Broadcom's (AVGO -2.71%) stock is up about 30% over the past 12 months, bucking the broader slowdown in the semiconductor market. It outperformed most of its peers because its deep diversification across the data center, networking, wireless, storage, and industrial chip markets insulated it from the post-pandemic slowdown of the PC and smartphone markets. It also diversified its business away from semiconductors with the expansion of its infrastructure software business.

Between fiscal 2017 and fiscal 2022 (which ended last October), Broadcom's revenue had a compound annual growth rate (CAGR) of 13%, while its adjusted EPS rose at a CAGR of 19%. Analysts expect its revenue and adjusted EPS to rise 7% and 10%, respectively, this year, even as the macroeconomic headwinds rattle the broader markets.

An illustration of a semiconductor on a circuit board.

Image source: Getty Images.

Its stock looks cheap at 16 times forward earnings, and it pays a respectable forward yield of 2.7%. All those facts and figures suggest Broadcom is still worth buying at these levels. But investors should take note of two recent events -- which can be considered as a green flag and a red flag for its future -- before pressing the "sell" button.

The green flag: A new multibillion-dollar deal with Apple

Broadcom produces Wi-Fi, Bluetooth, GPS, wireless charging, and other radio frequency chips for Apple's (AAPL -1.19%) iPhones, iPads, and Macs. Back in 2020, Apple and Broadcom galvanized that long-term relationship with exclusive contracts that would pay the chipmaker approximately $15 billion in revenue through 2023.

However, several reports from earlier this year suggested Apple could replace Broadcom's Wi-Fi and Bluetooth combo chips with its own first-party chips by 2025. Those rumors cast dark clouds over Broadcom's future since the company relied on Apple for 20% of revenue in fiscal 2022.

But some of those clouds recently parted when Apple announced that it had inked a new multibillion-dollar agreement to purchase Broadcom's 5G radio frequency components and other wireless connectivity parts from Broadcom over the next few years.

Apple didn't specify the exact value or length of the deal (or if it includes its Wi-Fi and Bluetooth combo chips), but it allays some bearish concerns that Apple could unexpectedly replace all of Broadcom's chips with its own first-party silicon.

The red flag: The VMware deal is still stuck in the mud

To diversify its business away from Apple and the cyclical semiconductor market, Broadcom expanded its infrastructure software division with its acquisitions of CA in 2018 and Symantec's enterprise security unit in 2019. In 2022, it agreed to buy the cloud software giant VMware (VMW) for $61 billion.

That takeover would enable Broadcom to generate about half of its revenue from infrastructure software, compared to just 29% of its revenue in fiscal 2022. But that deal still faces intense regulatory scrutiny in the U.S., the U.K., and Europe.

In March, the U.K. Competition and Markets Authority launched an investigation into the deal that will last through September. In April, the European Commission (EC) sent Broadcom a "statement of objections" to the deal, saying that it could restrict competition in certain product categories. The EC also recently extended its deadline for making a final call on that deal from June 21 to July 17.

In the United States, the Federal Trade Commission has reportedly been trying to garner enough third-party support to launch a full-blown antitrust lawsuit against Broadcom. In other words, Broadcom's planned takeover of VMware could remain in limbo for a very long time.

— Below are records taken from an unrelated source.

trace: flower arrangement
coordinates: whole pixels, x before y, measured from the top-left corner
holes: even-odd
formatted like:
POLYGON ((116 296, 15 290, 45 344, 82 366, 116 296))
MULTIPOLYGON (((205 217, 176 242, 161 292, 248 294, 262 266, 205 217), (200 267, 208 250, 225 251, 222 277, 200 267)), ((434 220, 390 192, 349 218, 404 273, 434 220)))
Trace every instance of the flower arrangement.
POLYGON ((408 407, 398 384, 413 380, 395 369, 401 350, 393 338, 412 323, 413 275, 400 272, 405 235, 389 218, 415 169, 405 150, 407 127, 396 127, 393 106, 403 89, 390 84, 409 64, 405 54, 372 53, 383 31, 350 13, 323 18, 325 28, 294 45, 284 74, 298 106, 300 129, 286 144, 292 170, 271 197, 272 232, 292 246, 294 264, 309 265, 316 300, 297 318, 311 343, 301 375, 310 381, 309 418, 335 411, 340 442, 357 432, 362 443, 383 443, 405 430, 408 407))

Which of these flags should be flown higher?

Broadcom's VMware deal faces a lot of regulatory hurdles, but that isn't all that surprising given the size of the deal. Meanwhile, Apple's big deal with Broadcom is more interesting and newsworthy -- especially since investors had been bracing for a sudden divorce between the two companies. Therefore, I believe that the green flag should fly a lot higher than the red flag.